Era ainda pequena quando comecei a perceber o ritual da “Sagrada Família” em casa dos meus avós ribatejanos. A minha avó Teodora recebia a caixa que ficava exposta na sala de jantar, rodeada de fotografias de familiares ausentes e iluminada por velas. Perguntei-lhe um dia porquê colocar velas junto das fotografias, e ela com um semblante solene respondeu: “para dar luz aos mortos!”.
Embora venha de uma família de músicos — o meu avô materno deixou mais de duzentas partituras escritas — a música e o Fado nunca fizeram parte da minha vida. Só aos 46 anos, ao começar a aprender a tocar Guitarra Portuguesa, se abriu diante de mim esse mundo novo.
Nele encontrei a música e o seu estudo mais teórico, mas também o desenho, a ilustração, a pintura e o fascínio pela madeira na construção da guitarra. O que era para ter sido só um hobby, mudou a minha visão de vida e criou um renovado sentido de propósito. Afinal, também eu posso dar dar luz aos mortos, na Música e com a Guitarra Portuguesa. E não é um acaso que a minha "primogénita" se chame Maria da Luz!

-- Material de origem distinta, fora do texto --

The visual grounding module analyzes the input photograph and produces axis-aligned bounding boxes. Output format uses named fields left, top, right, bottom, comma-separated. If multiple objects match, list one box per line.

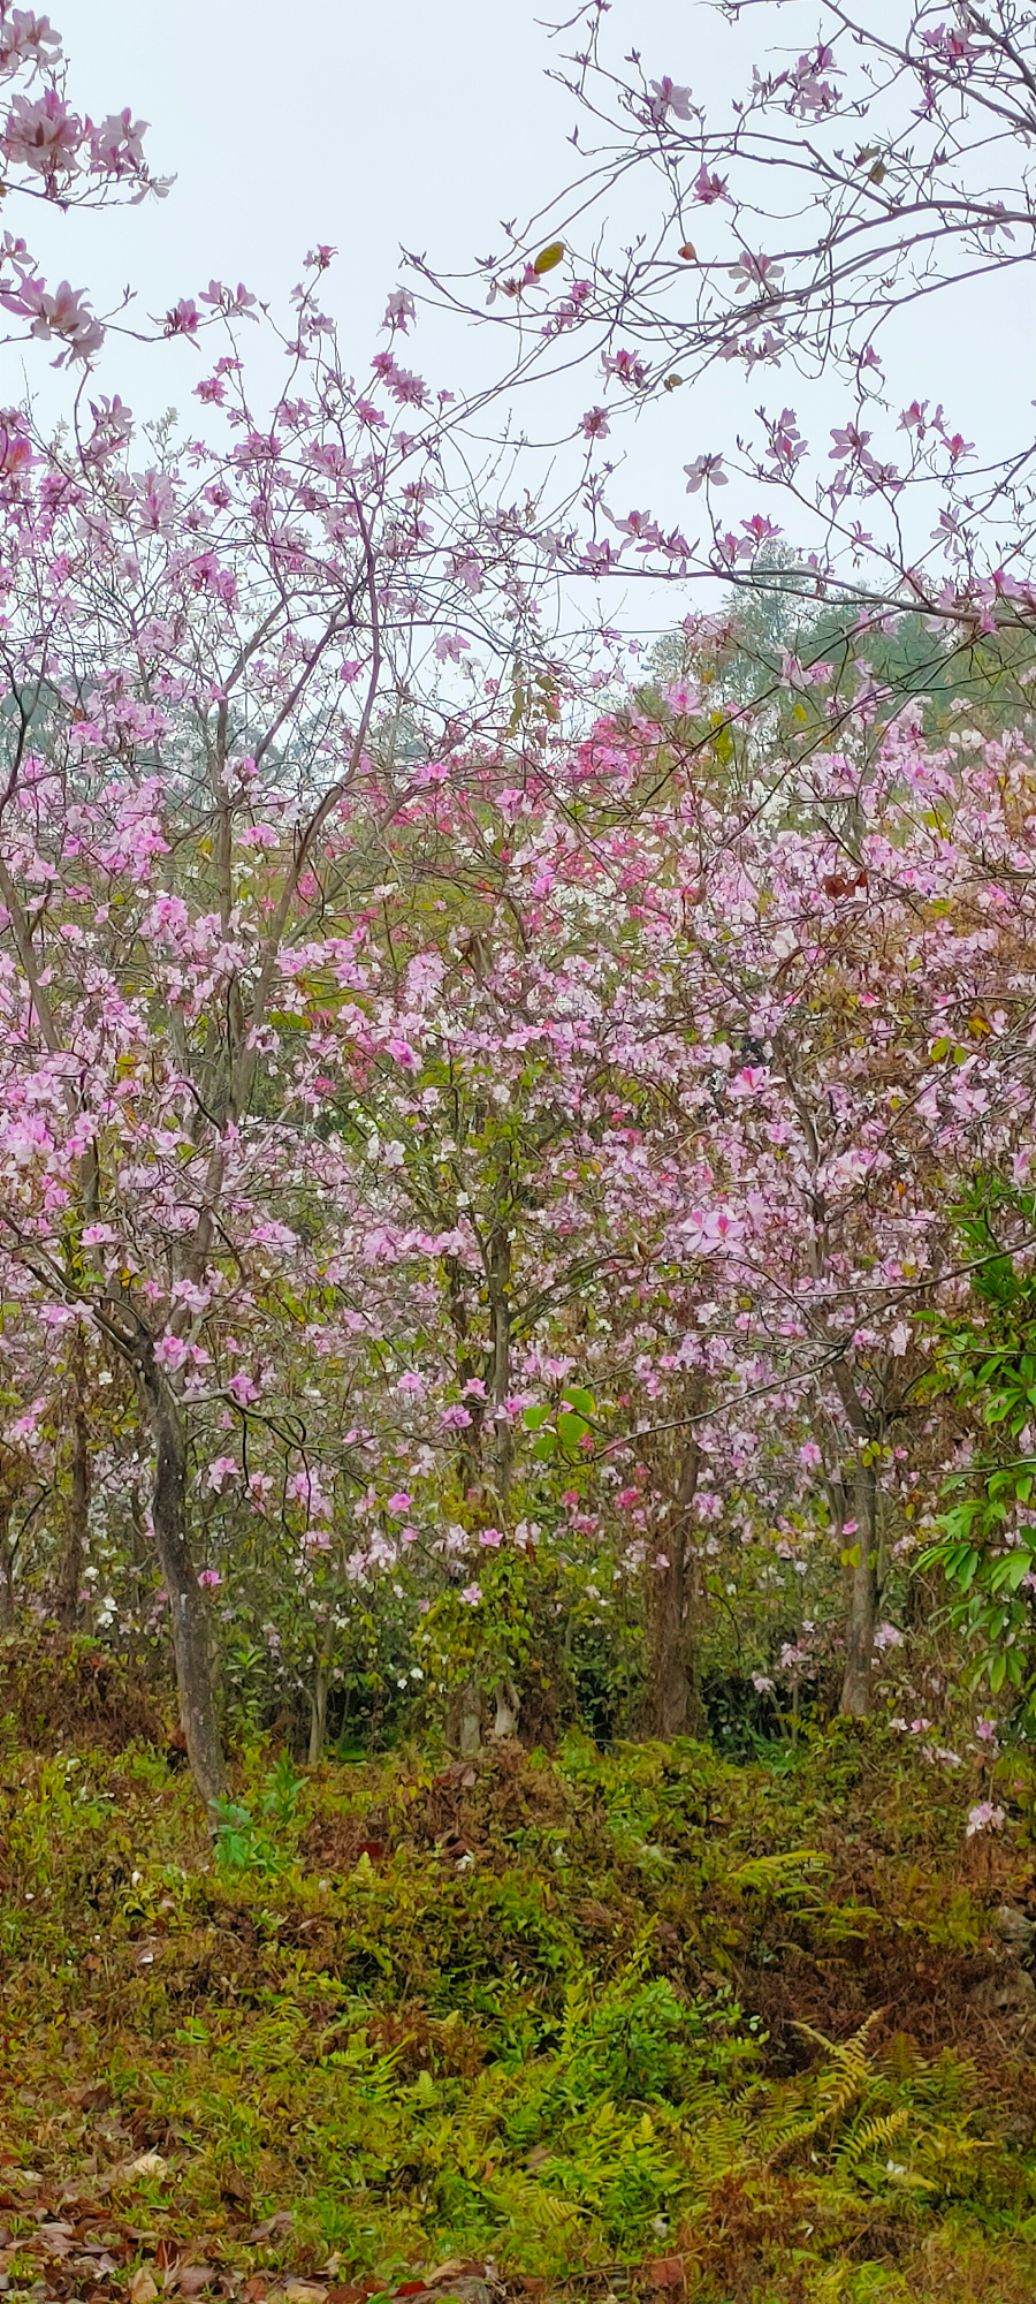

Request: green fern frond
left=769, top=2011, right=885, bottom=2165
left=793, top=2009, right=883, bottom=2063
left=727, top=1847, right=829, bottom=1898
left=836, top=2102, right=911, bottom=2173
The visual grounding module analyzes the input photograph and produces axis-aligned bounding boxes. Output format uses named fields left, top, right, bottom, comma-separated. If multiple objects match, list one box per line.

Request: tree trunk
left=492, top=1678, right=519, bottom=1740
left=57, top=1342, right=90, bottom=1629
left=0, top=1500, right=13, bottom=1628
left=488, top=1222, right=512, bottom=1505
left=138, top=1352, right=225, bottom=1810
left=444, top=1254, right=483, bottom=1493
left=457, top=1680, right=482, bottom=1756
left=840, top=1456, right=879, bottom=1719
left=308, top=1622, right=333, bottom=1766
left=645, top=1422, right=704, bottom=1739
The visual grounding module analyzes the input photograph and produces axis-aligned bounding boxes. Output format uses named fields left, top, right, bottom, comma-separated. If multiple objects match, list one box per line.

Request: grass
left=1, top=1716, right=1036, bottom=2300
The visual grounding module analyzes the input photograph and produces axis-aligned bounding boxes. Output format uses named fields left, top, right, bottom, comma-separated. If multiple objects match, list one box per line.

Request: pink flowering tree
left=0, top=261, right=598, bottom=1803
left=6, top=2, right=1036, bottom=1792
left=4, top=469, right=1036, bottom=1778
left=295, top=672, right=1036, bottom=1736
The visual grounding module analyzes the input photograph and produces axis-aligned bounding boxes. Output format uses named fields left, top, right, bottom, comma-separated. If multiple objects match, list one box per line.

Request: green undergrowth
left=2, top=1720, right=1036, bottom=2300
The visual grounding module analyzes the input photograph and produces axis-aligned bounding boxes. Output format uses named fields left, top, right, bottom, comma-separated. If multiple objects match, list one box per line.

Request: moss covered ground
left=3, top=1712, right=1036, bottom=2302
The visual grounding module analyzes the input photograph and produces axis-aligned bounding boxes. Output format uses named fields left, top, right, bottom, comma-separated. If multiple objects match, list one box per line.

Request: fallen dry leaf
left=169, top=2264, right=218, bottom=2297
left=647, top=2259, right=686, bottom=2297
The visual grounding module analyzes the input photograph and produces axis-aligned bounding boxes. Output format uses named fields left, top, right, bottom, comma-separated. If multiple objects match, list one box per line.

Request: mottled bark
left=308, top=1619, right=334, bottom=1765
left=0, top=1500, right=13, bottom=1628
left=645, top=1418, right=704, bottom=1739
left=828, top=1360, right=881, bottom=1721
left=488, top=1221, right=512, bottom=1504
left=138, top=1351, right=225, bottom=1810
left=839, top=1456, right=879, bottom=1719
left=57, top=1341, right=90, bottom=1629
left=492, top=1678, right=520, bottom=1740
left=457, top=1681, right=482, bottom=1756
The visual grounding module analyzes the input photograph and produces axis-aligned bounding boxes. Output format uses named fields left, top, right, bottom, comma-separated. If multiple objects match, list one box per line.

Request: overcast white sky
left=18, top=0, right=1036, bottom=638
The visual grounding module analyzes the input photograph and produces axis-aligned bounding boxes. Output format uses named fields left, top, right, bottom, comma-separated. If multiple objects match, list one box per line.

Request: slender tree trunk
left=308, top=1619, right=333, bottom=1765
left=0, top=1499, right=13, bottom=1628
left=457, top=1681, right=482, bottom=1756
left=645, top=1416, right=704, bottom=1739
left=492, top=1678, right=519, bottom=1740
left=57, top=1342, right=90, bottom=1629
left=444, top=1253, right=483, bottom=1493
left=488, top=1222, right=512, bottom=1505
left=840, top=1456, right=879, bottom=1719
left=138, top=1352, right=225, bottom=1810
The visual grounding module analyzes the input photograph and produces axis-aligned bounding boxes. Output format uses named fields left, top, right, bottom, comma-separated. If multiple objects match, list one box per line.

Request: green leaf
left=988, top=1550, right=1035, bottom=1594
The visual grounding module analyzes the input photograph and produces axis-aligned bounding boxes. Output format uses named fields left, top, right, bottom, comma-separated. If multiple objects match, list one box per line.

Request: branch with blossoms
left=407, top=0, right=1036, bottom=648
left=0, top=3, right=169, bottom=364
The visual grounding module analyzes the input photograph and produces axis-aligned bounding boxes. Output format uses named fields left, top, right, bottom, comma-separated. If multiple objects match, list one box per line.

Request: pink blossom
left=4, top=88, right=82, bottom=177
left=692, top=165, right=728, bottom=203
left=648, top=77, right=695, bottom=121
left=434, top=631, right=470, bottom=664
left=966, top=1802, right=1006, bottom=1838
left=226, top=1371, right=260, bottom=1406
left=383, top=288, right=416, bottom=332
left=684, top=453, right=727, bottom=492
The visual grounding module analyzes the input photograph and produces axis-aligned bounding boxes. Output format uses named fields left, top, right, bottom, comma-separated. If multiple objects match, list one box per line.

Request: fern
left=727, top=1847, right=829, bottom=1898
left=681, top=2104, right=754, bottom=2189
left=767, top=2012, right=883, bottom=2166
left=835, top=2102, right=911, bottom=2174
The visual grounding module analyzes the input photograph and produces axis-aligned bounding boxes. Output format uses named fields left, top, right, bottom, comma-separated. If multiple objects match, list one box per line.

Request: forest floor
left=3, top=1670, right=1036, bottom=2302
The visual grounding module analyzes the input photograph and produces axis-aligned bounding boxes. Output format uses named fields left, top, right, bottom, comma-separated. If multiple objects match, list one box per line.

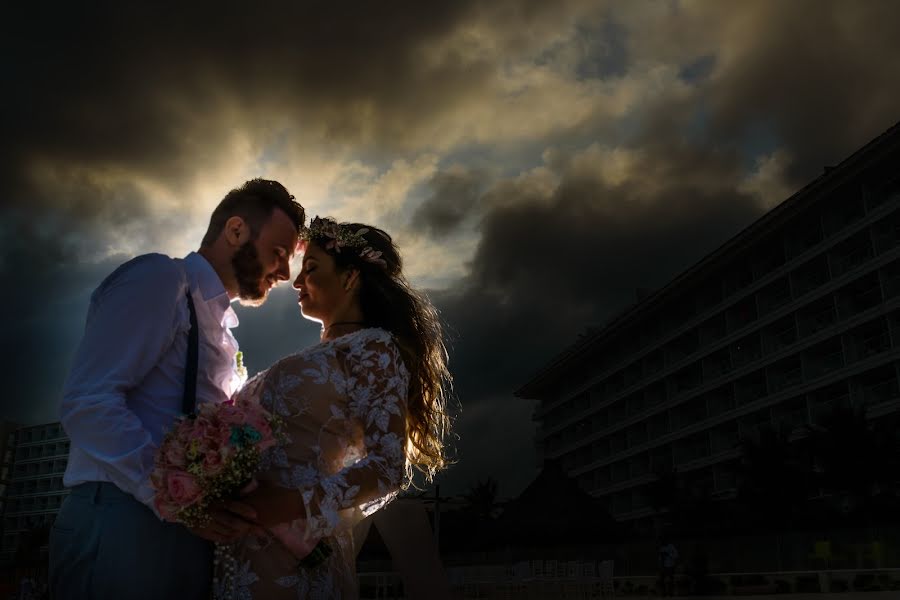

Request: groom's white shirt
left=61, top=251, right=240, bottom=515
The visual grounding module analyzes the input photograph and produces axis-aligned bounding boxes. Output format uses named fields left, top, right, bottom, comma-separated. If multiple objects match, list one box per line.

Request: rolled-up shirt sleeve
left=60, top=255, right=184, bottom=510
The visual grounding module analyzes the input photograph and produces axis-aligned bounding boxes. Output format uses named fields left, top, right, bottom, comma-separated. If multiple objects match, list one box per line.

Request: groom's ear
left=223, top=216, right=251, bottom=247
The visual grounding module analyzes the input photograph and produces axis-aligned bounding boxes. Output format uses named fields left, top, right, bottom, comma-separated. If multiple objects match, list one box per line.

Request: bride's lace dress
left=215, top=328, right=409, bottom=599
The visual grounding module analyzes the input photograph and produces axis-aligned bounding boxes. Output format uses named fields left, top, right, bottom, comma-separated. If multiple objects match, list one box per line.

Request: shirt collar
left=183, top=252, right=237, bottom=328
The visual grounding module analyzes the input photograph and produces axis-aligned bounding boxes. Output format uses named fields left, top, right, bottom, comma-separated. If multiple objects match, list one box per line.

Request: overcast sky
left=2, top=0, right=899, bottom=497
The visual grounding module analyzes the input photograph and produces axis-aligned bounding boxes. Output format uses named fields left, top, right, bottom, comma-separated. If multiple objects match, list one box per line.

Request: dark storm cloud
left=428, top=135, right=769, bottom=495
left=444, top=139, right=764, bottom=400
left=411, top=167, right=488, bottom=238
left=425, top=0, right=900, bottom=490
left=2, top=0, right=900, bottom=500
left=1, top=0, right=571, bottom=188
left=698, top=0, right=900, bottom=182
left=0, top=179, right=189, bottom=425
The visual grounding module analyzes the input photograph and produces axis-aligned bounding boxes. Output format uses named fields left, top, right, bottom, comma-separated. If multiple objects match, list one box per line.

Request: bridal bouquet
left=151, top=399, right=283, bottom=527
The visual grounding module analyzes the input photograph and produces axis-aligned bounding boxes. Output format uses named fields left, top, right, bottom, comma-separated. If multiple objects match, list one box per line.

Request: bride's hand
left=188, top=498, right=263, bottom=543
left=241, top=480, right=306, bottom=528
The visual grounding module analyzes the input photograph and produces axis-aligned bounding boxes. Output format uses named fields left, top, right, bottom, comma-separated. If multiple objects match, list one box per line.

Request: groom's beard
left=232, top=240, right=268, bottom=307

Nunca me vi, nem nunca me verei como um luthier, título estrangeiro que não honra os meus mortos (e os seus!), e para lhe ser sincera nem sei se algum dia serei profissional deste ofício. Mas guitarreira traduz bem o amor que tenho pela Guitarra Portuguesa e sentido de gratitude pela grande aventura destes últimos anos!